The pdf is now only half as high, because the total area (total probbility) has to still sum to 1, and we’ve increased the width by a factor of 2. Once again, it is easy enough to plot the true pdf and cdf, and to see that now the chance of getting a draw less 2 is 0.5.

uniformfun <- function(x){ifelse(x>=1&x<=3,1/2,0)}
ggplot(data=data.frame(x=c(0, 4)), aes(x)) + stat_function(fun=uniformfun)

uniformcdf <- function(x){ifelse(x>=1&x<=3,(x-1)/2,ifelse(x<1,0,1))}
ggplot(data=data.frame(x=c(0, 4)), aes(x)) + stat_function(fun=uniformcdf)

R functions: Draws from the PDF

We can also get the pdf, cdf, and the inverse of the cdf using built-in R functions similar to runif:

To get the density (pdf) we use dunif, which as with runif takes as its default range [0,1] but that can be changed by the second and third arguments:

dunif(-1)
[1] 0
dunif(.5)
[1] 1
dunif(2.5,1,3)
[1] 0.5

Again, generally the equation for the pdf of a uniform distribution \(U[a,b]\) is:

\[p(x; a,b) = \frac{1}{b-a} \textrm{for all } x \in [a,b] \textrm{, = 0 otherwise}\]

R: Probability from CDF

To get the cdf, we use punif, which again, is the probability that a draw will be less than x:

punif(-1)
[1] 0
punif(.5)
[1] 0.5
punif(2)
[1] 1
punif(2.5,1,3)
[1] 0.75

(Make sure you understand all these results!)

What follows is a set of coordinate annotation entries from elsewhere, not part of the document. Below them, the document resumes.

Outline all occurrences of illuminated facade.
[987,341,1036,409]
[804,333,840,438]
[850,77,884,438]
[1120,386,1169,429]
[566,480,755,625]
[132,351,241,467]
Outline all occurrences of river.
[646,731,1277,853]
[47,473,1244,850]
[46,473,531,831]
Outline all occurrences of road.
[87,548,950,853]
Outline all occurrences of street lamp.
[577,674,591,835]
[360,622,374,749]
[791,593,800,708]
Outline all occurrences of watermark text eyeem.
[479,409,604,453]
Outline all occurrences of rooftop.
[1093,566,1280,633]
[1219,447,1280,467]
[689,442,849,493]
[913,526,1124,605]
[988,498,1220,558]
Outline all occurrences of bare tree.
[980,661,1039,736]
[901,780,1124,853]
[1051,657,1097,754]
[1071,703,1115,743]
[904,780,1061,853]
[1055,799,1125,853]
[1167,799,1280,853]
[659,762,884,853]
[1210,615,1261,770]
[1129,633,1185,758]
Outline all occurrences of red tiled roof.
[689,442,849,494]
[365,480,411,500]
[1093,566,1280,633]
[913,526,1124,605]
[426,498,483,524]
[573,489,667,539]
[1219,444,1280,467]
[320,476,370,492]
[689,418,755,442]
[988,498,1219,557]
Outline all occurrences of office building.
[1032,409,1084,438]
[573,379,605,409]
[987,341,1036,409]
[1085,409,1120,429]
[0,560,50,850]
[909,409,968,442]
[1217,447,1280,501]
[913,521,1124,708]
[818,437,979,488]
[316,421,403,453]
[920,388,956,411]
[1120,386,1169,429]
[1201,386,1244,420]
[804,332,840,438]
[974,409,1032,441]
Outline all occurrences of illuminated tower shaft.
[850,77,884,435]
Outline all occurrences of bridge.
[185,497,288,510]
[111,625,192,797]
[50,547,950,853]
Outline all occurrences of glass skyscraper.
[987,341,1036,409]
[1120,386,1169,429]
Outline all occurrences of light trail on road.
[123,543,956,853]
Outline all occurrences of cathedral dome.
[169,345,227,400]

R: CDF value from probability

What if we know P(\(X \le x\)) = p but don’t know x? We can get the inverse CDF, known as the quantile function.

To get the reverse of the cdf we use qunif, which given an input probability p, gives us the value of \(a\) such that there is an p% chance of getting a draw less than \(a\).

qunif(0.5)
[1] 0.5
qunif(0.5,1,3)
[1] 2

As we will see, there are many different probability distributions of interest, and many of them have similar built-in R functions akin to the four described for the uniform distribution.